Le portrait du roi au Conseil supérieur
En 1734, le gouverneur Charles de Beauharnois de La Boische (1671-1749) et l’intendant Gilles Hocquart (1694-1783) se font les porte-parole des membres du Conseil supérieur et demandent un portrait du roi au ministre Jean Frédéric Phélypeaux, comte de Maurepas (1701-1781). Comme ils le mentionnent, « Le portrait de Sa Majesté sera un nouveau motif pour engager les officiers du Conseil à rendre la Justice avec Encor plus d’Exactitude s’il est possible et ne peut manquer d’augmenter le respect dû à ce Tribunal[69] ». En plus de supporter symboliquement le lien entre les décisions prises dans la lointaine colonie et le sommet de l’État, l’oeuvre donnée par le monarque lui-même deviendra ainsi une distinction honorifique pour les conseillers qui encouragera, en contrepartie et réciproquement, ceux-ci à honorer le roi dans leurs tâches.

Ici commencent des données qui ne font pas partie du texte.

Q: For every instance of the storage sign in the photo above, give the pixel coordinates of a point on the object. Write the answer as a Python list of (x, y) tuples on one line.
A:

En avril 1735, Maurepas annonce que « le Roy a bien voulu accorder le portrait de Sa Majesté[70] ». Née d’une fabrique de copies autorisées et contrôlées[71], l’oeuvre est réalisée par le peintre, copiste et marchand d’art parisien André Tramblin (1672-1742), et payée 323 livres et dix sols. Le portrait est ensuite voituré de Paris à La Rochelle et traverse l’Atlantique à bord du Héros pour atteindre Québec à l’automne 1735[72].
Les officiers du Conseil supérieur ne manqueront pas de remercier le monarque et de lui relater l’accrochage cérémonieux du tableau : « Le portrait de Votre Majesté a été placé dans le lieu le plus éminent de la salle où ils s’assemblent avec la solennité et les démonstrations de joie que peut inspirer une si auguste représentation[73] ». En quelque sorte, cette démonstration de l’assemblée formée par les conseillers envers le portrait du roi prend tout son sens lorsqu’elle est examinée à travers la pensée toute catholique formulée par le jésuite Louis Richeome. Ce dernier précise que l’honneur rendu à l’effigie :
donne tesmoignage de plus grand respect, & rend en certaine façon l’honneur plus grand, que s’il estoit faict à sa personne propre. Car souvent d’autant plus que le subjet ou l’on recognoit le Seigneur est petit, d’autant en est la signification d’honneur & d’amour plus illustre. Celuy qui baise le manteau du Roy, pour l’honneur du Roy, il faict entendre qu’il l’honore & respecte plus que s’il luy baisoit la main ; qui faict l’honneur à son Image, [honore et respecte] plus que s’il le faisoit a luy mesme [à la personne du roi][74].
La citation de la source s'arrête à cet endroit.